Anche tu sei diventato un giocatore forte, negli ultimi due anni, tanto da essere diventato un po’ il perno di questa squadra. In questa tua crescita quanto è stato importante Zanetti? L’anno scorso ti ha fatto saltato solo una partita, mentre quest’anno sembri irrinunciabile. 
“Penso che un grandissimo merito vada dato a Mister Zanetti, questo è sotto gli occhi di tutti. Non solo durante la partita, ma devo dire che durante gli allenamenti, durante tutti i momenti in cui sono al campo, mi aiuta tantissimo non solo sotto l’aspetto tecnico-tattico, ma anche sotto l’aspetto caratteriale: mi ha dato tantissimo anche per cercare di diventare un punto di riferimento in campo, anche per i più giovani, adesso che comunque io non sono più proprio giovanissimo”.
Qualche rammarico per i punti che finora avete perso?
“Dobbiamo sicuramente affrontare le partite in maniera diversa, e penso che nel nostro percorso potesse starci qualche punto in più, magari. Ma quello che è stato, è stato; dobbiamo cercare, adesso, di lavorare, come stiamo facendo in questa in questa sosta, e affrontare queste partite al meglio, partendo dalla Fiorentina, contro la quale, anche per il vasto pubblico, sicuramente sarà una bella partita, molto difficile, ma molto bella da affrontare”.
Hai “perdonato” a Zanetti di averti fatto saltare la partita di Cittadella, lo scorso campionato?
“Quando mancavano due gare alla fine, lui mi ha parlato e mi ha detto chiaramente: “Mi dispiace, ma una delle due non te la posso far giocare, perché sei diffidato”, quindi lo sapevo.
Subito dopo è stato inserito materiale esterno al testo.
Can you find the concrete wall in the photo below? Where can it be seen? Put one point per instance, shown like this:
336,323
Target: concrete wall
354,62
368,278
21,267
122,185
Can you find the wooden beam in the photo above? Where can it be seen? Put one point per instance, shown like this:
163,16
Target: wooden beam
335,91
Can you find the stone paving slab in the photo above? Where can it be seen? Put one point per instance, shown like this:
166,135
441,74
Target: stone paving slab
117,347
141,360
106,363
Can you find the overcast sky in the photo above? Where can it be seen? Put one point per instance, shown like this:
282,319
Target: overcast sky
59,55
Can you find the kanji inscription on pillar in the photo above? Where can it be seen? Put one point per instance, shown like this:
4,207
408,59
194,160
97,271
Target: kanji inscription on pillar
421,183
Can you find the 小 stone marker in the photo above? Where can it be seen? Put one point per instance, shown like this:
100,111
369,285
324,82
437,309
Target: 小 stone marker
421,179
Ma secondo me è stata la nostra fortuna, quella di Cittadella, grazie a tanti ragazzi che in quel momento stavano giocando tanto, e hanno dato una dimostrazione incredibile di che gruppo eravamo, e che siamo ancora adesso. Infatti, abbiamo disputato una partita incredibile, che poi è risultata decisiva per il passaggio in Serie A”.
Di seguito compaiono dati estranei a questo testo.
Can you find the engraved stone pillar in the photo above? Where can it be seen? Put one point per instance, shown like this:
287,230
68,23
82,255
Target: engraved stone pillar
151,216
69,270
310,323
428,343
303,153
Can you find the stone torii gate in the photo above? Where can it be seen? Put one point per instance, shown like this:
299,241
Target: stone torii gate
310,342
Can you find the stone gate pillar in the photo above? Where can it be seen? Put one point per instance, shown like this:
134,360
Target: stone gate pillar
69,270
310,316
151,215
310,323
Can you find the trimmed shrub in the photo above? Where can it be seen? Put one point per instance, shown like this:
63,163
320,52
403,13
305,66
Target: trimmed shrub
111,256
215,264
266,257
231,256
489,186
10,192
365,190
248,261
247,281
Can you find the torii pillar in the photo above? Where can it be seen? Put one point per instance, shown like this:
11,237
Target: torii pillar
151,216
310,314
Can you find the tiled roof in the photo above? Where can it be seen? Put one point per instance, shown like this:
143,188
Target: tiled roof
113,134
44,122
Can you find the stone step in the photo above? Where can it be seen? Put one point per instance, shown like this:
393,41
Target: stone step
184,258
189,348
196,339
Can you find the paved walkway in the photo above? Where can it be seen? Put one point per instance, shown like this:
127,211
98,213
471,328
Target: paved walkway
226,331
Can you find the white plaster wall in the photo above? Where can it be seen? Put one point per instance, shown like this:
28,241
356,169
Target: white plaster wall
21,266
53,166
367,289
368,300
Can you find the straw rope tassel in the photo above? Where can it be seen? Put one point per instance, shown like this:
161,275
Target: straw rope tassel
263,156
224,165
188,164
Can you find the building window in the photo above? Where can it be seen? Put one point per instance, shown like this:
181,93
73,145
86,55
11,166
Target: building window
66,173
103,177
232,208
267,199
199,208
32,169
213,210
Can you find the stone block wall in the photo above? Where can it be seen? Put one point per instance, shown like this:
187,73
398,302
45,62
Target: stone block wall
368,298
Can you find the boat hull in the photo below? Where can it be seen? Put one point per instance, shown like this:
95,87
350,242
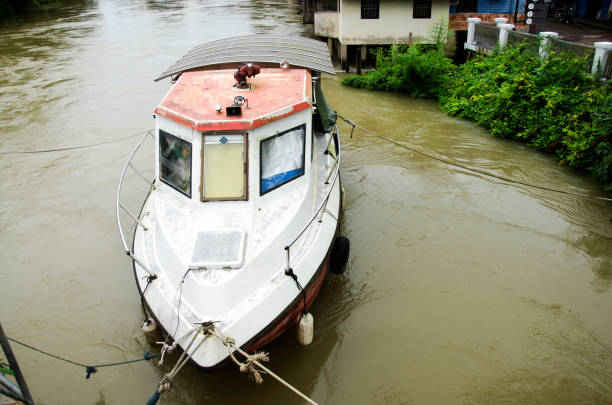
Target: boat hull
286,319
A proposito di pausa di campionato, per gli impegni della Nazionale: ti aspetteresti, prima o poi, una chiamata anche di Mancini, in un futuro prossimo?
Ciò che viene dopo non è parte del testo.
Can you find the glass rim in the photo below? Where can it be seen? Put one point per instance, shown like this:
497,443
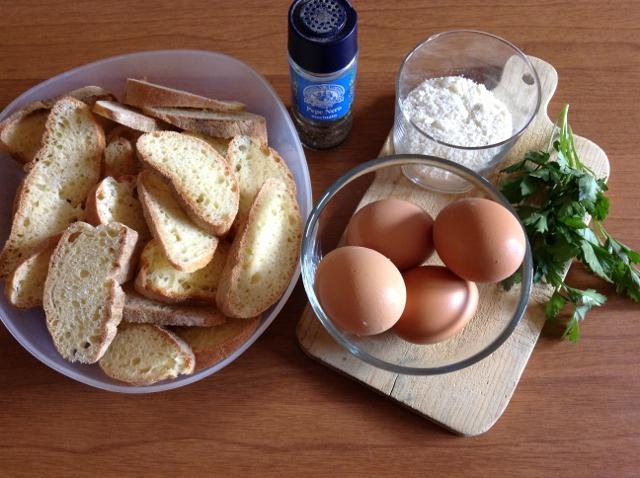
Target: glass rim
519,52
308,240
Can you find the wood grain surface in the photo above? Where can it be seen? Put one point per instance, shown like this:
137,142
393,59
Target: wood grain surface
274,412
469,401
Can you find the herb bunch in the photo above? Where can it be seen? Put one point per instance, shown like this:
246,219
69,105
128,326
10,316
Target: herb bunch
554,193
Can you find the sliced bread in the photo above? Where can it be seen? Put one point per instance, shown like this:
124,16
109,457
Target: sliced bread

“Non lo so. Indubbiamente la Nazionale è un sogno che avevo da quando sono piccolo, così come sognavo di giocare in Serie A. Sognare anche la Nazionale non costa nulla. Diciamo che, in questi ultimi anni, il livello della Nazionale, per fortuna, è tornato essere al top  come sempre, poi ci sono giocatori incredibili . Mister Mancini sta facendo un lavoro pazzesco. Poi nel calcio non si sa mai. Però devo solo che devo lavorare tantissimo e, ripeto, adesso è solamente un sogno. Poi nel futuro non si può mai sapere”.